The preacher points to Christ. He is not Christ’s substitute, the vicarious Son of God on earth, with the congregation being mere props in the pastor’s own “Passion Play”. Like all Christians, he is to follow Christ and display Christ to the world. But, as this is something all Christians are called to do this does not elevate the person of the pastor to a point where, as a child was reported to say in wonder and awe when Jack Hyles stopped to tie his shoe, “God just tied my shoe.”

I have read but have not confirmed that Cyprian, a church father, in the third century, first said that to obey the pastor is to obey God. This is perhaps because he took the following verse to an extreme, removing it from the spiritual world and into the physical world where some church-goers among fundamentalists will even ask their pastor if they can take a vacation.

Hebrews 13:17  Obey them that have the rule over you, and submit yourselves: for they watch for your souls, as they that must give account, that they may do it with joy, and not with grief: for that is unprofitable for you.

The verse, written to the Jewish Christians in the early church and most applicable doctrinally to the  believing Jews in the Tribulation after the Gentile and Jewish church is removed, is a reference to spiritual matters not what color car you can buy or what color you should paint your kitchen.

But, we must remember that in times of political chaos in Europe at the end of the Ancient world and in the beginning of the so-called Medieval period a priest or a pastor was the only consistent human authority in spiritual or physical affairs. So it is today in places like Liberia, which has suffered from two devastating civil wars. The pastor guides and exhorts the congregation to follow Christ in all behavior but the importance of pastoral guidance in the recent Ebola outbreak cannot be overstated. In certain cases, it was pastors whose congregations followed their instructions who kept them from the practices which spread the disease.

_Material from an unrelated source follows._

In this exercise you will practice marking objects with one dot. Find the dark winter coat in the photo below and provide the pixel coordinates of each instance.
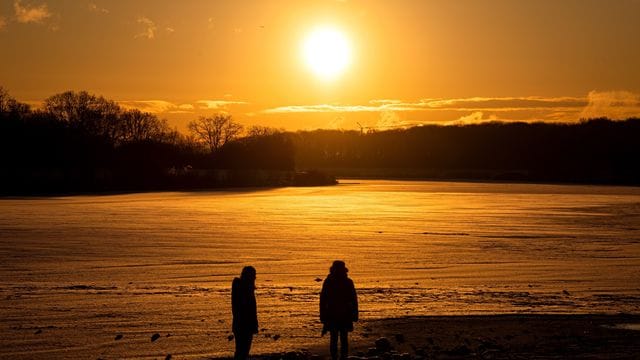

Still, every pastor must remember that he, like John the Baptist, is not the congregation’s Messiah, but bears witness of their Messiah, who is the Lord Jesus Christ. If a pastor says something that cannot be supported by scripture then he is under the same restrictions and condemnation, if he persists, as any other heretic.

Acts 17:10 ¶  And the brethren immediately sent away Paul and Silas by night unto Berea: who coming thither went into the synagogue of the Jews. 11  These were more noble than those in Thessalonica, in that they received the word with all readiness of mind, and searched the scriptures daily, whether those things were so.

John the Baptist paved the way for the appearance of God in human flesh.